New conductor's mark obvious at season-opening SSO concert
15. Oct. 2005 – A new era began for the Stamford Symphony as Eckart Preu delivered his first program as music director of the orchestra last Saturday evening. The event had a spectacular polish and was distinctive in many ways that rewarded the large audience that braved a soaking rain, many in particularly festive attire, to attend.
The program began with Glinka's "Russlan and Ludmilla Overture." Preu used a wide range of gestures and cues, and showed his strong musical conviction to be both helpful and inspiring. It is fascinating to hear how the orchestral sound changes with a new permanent conductor; it has a new edge.
Preu enjoys including pieces not listed on the program, a feature that creates a feeling of spontaneity. For this program he added the "Vocalize" by Rachmaninoff, featuring the central clarinet solo played by Jon Manasse as a contrast to the festive Glinka overture.
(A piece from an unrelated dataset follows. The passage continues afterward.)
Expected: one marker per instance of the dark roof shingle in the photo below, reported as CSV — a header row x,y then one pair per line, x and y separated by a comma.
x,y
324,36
Joyce Yang joined the orchestra for the Tchaikovsky Piano Concerto No. 1. This is the first time I have heard this 19-year-old silver medal winner of the Van Cliburn International Piano Competition, who has created a stir in the classical music community. For all this attention there is something quite special in her playing. She takes crazy chances and has a sophisticated musical sense of humor, but can also be tender and loves to look in at the orchestra to connect during ensemble passages. In short, the Tchaikovsky is a great piece for her to play. With her range of attitudes the concerto quickly (and rightly) became about juxtapositions rather than display. She deserved her standing ovation.
Preu addressed the audience from the podium twice during the program. He is articulate and quite amusing. Referring to the relationship between the orchestra and himself, he said they are "still dating" in the sense that they are both eager to display their "good sides to one another." Beyond that he pulled off something I have never seen before. With all the last-minute chaos and musical details of a performance in mind, it is risky and challenging for a conductor to thank corporate support from the podium -- usually someone else does this. But in detailed appreciations of Highgrove and Xerox for their contributions toward this event, and later in drawing our attention to the "Paint the Town Pink" efforts of Stamford Hospital, it became clear that he will succeed in creating a new, and very immediate, bond between the community and the orchestra.
After intermission we heard Stravinsky's "Firebird Suite." This was an opportunity for the orchestra to extend itself in welcoming in the new era. Preu later acknowledged 10 soloists and sections with standing recognitions. For me, nothing topped Michael Finn's poignant and quietly dancing bassoon solo in the lullaby, but the moments of transition right before the finale -- played almost niente with gorgeous color by the section strings, showing that an ensemble can project a quietness that gives one chills -- came close.
Preu is an impressive and charismatic musician, and he orchestrated a high-quality event. The concert felt natural and relaxed, and was exactly the kind of event that you would want to share with friends. This is the real thing. It is high-quality classical music that feels young and inspired.